Bir mücadelenin odak noktası, sürecin değişik aşamalarına göre farklılık gösterir. ABD’nin erken ve hızlı bir başarı beklediği başlangıç döneminde, sorun bir oldu bittiyle Türkiye’nin Suriye üstüne sürülmesiydi. Bu gerçekleştirilemedi. Bu dönemin hedefi doğrultusunda açık savaş çığırtkanlığı yapanlar ortada kaldılar.

ABD’nin Suriye planının bugünkü aşaması, oluşturduğu kukla silahlı muhalefetin daha çok kan dökmesini sağlamaktır. Böylelikle kukla muhalefetin uluslararası düzlemde herkes tarafından tanınan bir taraf haline getirilmesi; “Beşar Esad kaldığı sürece Suriye’de kan durmaz”ın eylemli biçimde kanıtlanması; Suriye halkının bezdirilmesi; Rusya’nın Beşar Esad’sız bir çözüme razı edilmesi ve ülkemizdeki “Suriye’ye savaşa hayır” cephesinin bölünmesi planlanmaktadır.
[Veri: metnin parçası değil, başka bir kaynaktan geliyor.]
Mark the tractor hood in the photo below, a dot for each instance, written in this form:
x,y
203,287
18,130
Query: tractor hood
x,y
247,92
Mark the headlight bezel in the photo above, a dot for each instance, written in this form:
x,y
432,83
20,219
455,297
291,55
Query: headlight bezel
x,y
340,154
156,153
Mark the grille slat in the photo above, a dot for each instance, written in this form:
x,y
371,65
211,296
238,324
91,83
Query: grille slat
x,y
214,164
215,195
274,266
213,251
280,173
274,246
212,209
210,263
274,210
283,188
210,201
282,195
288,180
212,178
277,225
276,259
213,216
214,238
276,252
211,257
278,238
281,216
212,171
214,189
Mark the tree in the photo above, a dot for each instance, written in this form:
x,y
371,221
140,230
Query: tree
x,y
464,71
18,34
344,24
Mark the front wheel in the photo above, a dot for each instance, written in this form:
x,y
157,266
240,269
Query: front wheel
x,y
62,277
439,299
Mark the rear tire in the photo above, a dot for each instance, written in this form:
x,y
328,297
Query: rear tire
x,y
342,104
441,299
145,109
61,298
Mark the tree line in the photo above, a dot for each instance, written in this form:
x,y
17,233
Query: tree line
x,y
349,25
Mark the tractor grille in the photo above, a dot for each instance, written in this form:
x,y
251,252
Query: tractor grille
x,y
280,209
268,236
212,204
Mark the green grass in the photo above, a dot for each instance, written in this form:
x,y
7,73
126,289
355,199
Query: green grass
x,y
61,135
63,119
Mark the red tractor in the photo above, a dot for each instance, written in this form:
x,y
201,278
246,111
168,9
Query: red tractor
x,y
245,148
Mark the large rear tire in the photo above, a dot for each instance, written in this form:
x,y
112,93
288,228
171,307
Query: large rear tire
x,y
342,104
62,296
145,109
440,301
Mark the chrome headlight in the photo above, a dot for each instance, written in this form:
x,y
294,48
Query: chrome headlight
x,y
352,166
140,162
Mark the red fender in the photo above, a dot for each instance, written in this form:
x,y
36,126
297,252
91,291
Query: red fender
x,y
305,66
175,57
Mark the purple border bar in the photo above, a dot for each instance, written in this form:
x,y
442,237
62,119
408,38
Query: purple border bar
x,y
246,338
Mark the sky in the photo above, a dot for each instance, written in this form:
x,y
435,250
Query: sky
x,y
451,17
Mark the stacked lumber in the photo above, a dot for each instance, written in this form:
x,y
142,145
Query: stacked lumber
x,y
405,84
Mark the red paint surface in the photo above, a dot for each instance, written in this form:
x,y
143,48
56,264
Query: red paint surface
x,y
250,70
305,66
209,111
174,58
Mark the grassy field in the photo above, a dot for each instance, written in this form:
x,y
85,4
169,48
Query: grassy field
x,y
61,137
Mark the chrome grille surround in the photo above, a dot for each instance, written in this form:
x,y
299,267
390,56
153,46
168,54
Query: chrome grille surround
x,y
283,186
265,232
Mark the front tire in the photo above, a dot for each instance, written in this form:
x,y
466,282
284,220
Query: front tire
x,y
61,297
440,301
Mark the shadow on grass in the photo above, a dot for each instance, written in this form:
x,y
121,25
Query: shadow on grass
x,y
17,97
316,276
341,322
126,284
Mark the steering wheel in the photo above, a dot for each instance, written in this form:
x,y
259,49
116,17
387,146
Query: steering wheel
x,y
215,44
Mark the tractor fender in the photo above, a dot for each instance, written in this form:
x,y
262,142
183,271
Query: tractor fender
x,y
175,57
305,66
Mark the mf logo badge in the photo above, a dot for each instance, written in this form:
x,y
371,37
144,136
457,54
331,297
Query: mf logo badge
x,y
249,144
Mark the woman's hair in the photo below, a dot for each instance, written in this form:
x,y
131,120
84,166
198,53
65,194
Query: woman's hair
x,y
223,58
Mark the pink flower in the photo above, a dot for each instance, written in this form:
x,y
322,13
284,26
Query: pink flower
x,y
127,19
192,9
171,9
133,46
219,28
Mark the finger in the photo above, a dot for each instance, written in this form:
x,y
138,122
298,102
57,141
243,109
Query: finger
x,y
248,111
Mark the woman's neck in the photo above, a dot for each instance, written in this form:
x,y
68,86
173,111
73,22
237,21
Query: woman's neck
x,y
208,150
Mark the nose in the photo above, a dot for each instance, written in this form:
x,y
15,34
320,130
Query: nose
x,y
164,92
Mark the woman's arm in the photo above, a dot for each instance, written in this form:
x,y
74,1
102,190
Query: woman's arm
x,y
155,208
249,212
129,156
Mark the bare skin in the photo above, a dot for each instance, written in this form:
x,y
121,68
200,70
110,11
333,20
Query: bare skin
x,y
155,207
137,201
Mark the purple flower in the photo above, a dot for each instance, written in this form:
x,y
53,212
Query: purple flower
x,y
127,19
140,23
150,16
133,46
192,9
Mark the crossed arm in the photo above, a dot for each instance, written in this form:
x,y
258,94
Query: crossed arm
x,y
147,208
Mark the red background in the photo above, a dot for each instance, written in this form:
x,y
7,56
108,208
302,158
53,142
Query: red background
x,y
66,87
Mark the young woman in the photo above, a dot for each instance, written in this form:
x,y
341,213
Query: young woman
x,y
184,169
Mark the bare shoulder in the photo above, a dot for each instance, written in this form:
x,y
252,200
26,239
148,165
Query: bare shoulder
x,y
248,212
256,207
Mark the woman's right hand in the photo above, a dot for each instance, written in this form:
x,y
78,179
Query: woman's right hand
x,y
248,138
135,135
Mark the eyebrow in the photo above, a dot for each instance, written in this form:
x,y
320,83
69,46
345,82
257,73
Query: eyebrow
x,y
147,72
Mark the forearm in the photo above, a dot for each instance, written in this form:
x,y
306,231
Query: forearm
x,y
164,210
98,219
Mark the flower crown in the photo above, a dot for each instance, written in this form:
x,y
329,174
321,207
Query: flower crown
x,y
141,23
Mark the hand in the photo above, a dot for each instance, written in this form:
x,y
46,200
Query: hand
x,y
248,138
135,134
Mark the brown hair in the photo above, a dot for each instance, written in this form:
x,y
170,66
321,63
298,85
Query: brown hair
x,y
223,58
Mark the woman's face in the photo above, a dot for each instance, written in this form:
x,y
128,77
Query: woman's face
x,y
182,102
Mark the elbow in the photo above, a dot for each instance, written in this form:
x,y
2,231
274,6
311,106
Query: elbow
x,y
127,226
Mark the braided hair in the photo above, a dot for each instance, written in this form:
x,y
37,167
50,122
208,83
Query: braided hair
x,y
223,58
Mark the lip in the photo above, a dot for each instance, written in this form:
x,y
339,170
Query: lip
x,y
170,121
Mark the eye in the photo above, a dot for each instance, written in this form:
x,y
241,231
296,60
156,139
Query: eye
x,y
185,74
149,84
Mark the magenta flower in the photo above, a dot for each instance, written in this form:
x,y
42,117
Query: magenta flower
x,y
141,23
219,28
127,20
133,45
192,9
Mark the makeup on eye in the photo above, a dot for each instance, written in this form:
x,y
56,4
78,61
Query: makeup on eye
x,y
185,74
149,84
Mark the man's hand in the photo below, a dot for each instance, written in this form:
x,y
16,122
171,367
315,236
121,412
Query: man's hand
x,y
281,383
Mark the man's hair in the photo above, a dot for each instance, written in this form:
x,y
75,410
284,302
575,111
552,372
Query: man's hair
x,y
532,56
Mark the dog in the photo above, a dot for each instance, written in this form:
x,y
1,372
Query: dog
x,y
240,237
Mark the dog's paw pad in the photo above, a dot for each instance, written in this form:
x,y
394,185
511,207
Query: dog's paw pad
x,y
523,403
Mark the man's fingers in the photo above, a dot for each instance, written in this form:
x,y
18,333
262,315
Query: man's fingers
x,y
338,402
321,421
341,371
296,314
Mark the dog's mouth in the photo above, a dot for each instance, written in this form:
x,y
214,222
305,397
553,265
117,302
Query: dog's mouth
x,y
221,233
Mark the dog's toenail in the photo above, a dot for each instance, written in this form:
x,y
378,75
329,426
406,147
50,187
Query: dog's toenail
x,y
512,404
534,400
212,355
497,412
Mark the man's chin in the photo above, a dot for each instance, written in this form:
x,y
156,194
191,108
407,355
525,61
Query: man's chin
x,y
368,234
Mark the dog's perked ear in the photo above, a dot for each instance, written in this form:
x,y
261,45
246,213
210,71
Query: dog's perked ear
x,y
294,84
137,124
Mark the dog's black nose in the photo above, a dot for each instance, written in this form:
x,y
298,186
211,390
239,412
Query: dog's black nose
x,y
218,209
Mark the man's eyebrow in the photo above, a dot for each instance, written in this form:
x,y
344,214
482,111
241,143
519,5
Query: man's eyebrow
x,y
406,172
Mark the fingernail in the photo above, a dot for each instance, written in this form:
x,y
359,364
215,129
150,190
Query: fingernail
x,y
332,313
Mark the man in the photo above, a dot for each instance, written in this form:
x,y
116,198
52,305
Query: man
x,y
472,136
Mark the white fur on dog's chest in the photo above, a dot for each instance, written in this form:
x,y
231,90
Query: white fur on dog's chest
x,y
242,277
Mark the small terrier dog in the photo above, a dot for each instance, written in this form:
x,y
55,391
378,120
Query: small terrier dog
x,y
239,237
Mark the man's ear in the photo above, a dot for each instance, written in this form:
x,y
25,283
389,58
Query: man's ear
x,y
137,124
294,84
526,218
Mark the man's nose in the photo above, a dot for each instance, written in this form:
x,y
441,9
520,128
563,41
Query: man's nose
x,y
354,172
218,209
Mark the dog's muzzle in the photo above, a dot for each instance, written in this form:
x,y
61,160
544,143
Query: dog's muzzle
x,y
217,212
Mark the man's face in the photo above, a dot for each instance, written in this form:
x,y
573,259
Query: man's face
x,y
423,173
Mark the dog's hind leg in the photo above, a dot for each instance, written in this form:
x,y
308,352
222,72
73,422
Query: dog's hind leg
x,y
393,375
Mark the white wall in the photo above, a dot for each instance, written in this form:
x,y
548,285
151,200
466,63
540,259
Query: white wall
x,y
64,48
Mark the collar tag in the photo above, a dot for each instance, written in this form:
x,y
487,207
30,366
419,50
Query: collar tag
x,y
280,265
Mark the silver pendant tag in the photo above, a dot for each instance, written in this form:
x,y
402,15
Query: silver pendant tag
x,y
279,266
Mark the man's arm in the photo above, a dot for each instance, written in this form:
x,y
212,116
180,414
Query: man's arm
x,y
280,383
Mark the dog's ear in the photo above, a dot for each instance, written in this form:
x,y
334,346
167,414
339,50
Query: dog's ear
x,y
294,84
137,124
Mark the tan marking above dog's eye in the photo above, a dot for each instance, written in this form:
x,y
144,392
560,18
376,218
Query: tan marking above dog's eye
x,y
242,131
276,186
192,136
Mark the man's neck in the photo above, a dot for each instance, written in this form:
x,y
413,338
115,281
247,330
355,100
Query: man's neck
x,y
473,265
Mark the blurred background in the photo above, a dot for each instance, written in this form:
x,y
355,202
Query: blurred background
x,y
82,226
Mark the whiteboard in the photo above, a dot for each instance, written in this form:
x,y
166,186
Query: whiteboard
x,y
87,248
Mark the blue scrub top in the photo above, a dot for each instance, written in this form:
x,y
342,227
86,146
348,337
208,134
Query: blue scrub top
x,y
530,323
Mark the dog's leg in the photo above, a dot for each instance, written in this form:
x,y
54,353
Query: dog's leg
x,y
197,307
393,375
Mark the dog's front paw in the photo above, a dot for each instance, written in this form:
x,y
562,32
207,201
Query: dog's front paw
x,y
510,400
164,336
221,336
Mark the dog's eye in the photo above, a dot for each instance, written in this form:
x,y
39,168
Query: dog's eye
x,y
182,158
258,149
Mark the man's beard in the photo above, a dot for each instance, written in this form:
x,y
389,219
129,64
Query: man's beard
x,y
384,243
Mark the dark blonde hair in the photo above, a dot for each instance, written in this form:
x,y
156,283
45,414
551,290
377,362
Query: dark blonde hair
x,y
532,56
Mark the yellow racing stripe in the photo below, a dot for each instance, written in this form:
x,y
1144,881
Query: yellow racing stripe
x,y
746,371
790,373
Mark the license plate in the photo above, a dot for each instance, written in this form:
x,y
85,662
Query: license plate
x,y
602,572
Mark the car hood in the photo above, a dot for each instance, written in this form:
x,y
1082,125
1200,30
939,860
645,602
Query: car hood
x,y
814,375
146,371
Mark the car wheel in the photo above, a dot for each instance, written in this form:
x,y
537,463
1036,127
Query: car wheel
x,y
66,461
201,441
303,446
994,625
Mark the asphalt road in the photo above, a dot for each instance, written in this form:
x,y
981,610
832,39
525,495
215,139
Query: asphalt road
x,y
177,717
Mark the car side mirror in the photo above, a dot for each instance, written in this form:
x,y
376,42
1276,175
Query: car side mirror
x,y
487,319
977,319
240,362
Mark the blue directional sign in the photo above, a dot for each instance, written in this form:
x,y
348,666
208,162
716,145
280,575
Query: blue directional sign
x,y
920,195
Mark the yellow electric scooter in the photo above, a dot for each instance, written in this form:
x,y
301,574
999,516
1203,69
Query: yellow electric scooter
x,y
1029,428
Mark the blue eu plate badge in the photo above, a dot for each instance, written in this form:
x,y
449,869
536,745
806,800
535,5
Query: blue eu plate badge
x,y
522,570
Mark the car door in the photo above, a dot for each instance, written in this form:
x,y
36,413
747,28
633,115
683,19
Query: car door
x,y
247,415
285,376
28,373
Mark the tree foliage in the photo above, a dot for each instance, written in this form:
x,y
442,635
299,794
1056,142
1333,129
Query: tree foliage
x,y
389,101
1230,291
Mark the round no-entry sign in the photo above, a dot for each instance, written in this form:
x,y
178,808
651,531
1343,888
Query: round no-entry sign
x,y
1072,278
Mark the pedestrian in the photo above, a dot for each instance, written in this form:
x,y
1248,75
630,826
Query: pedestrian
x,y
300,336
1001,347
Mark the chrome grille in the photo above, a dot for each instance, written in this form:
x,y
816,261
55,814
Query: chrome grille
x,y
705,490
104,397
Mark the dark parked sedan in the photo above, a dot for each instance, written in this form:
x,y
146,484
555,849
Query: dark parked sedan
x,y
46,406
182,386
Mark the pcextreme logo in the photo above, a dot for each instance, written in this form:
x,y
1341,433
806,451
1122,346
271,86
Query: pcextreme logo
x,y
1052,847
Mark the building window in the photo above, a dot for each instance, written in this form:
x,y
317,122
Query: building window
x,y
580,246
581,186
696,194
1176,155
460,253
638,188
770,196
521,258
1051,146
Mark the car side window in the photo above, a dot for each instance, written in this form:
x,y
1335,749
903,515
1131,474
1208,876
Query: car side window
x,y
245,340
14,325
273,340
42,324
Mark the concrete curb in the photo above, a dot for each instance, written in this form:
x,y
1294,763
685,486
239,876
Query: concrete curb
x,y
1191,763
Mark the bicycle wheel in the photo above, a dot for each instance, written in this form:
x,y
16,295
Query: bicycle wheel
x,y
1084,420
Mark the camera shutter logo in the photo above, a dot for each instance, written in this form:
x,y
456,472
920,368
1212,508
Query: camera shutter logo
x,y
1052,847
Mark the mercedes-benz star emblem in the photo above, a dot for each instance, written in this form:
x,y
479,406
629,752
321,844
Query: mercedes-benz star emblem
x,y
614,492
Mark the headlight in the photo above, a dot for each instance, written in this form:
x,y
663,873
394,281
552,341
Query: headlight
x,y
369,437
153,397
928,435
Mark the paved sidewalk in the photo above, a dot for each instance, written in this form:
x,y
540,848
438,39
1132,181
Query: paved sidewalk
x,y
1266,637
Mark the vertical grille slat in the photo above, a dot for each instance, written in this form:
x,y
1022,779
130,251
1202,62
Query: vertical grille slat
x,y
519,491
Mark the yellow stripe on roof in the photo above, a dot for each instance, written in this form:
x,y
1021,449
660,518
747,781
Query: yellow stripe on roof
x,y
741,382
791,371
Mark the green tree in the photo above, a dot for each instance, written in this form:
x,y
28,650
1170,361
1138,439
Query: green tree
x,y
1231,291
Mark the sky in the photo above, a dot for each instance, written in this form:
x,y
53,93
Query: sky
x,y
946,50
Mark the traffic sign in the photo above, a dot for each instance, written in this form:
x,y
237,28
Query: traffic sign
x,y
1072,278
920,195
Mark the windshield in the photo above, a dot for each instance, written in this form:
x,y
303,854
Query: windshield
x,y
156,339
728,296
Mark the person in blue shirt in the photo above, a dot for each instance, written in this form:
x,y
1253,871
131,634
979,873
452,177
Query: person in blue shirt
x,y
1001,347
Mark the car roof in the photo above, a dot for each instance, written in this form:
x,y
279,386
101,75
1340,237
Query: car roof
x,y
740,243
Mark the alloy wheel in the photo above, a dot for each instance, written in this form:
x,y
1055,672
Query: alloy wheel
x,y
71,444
“Savaşa hayır”ın da bir programa gereksinimi vardır

Dolayısıyla “Suriye ile savaşa hayır” tutumunun da bir programının olması gerekir. Çünkü mücadelenin değişik aşamalarının gereksinimlerine karşılık gelmeyen miyop tutumlar, ne kadar iyi niyetle savaşa karşı çıksalar da, sonuçta savaşın değirmenine su taşırlar. Ülkemizde böyle bir program şu ana kadar sadece İşçi Partisi tarafından ilan edilmiştir. Bu program ABD’nin Büyük Ortadoğu Projesi’nin yegâne panzehridir.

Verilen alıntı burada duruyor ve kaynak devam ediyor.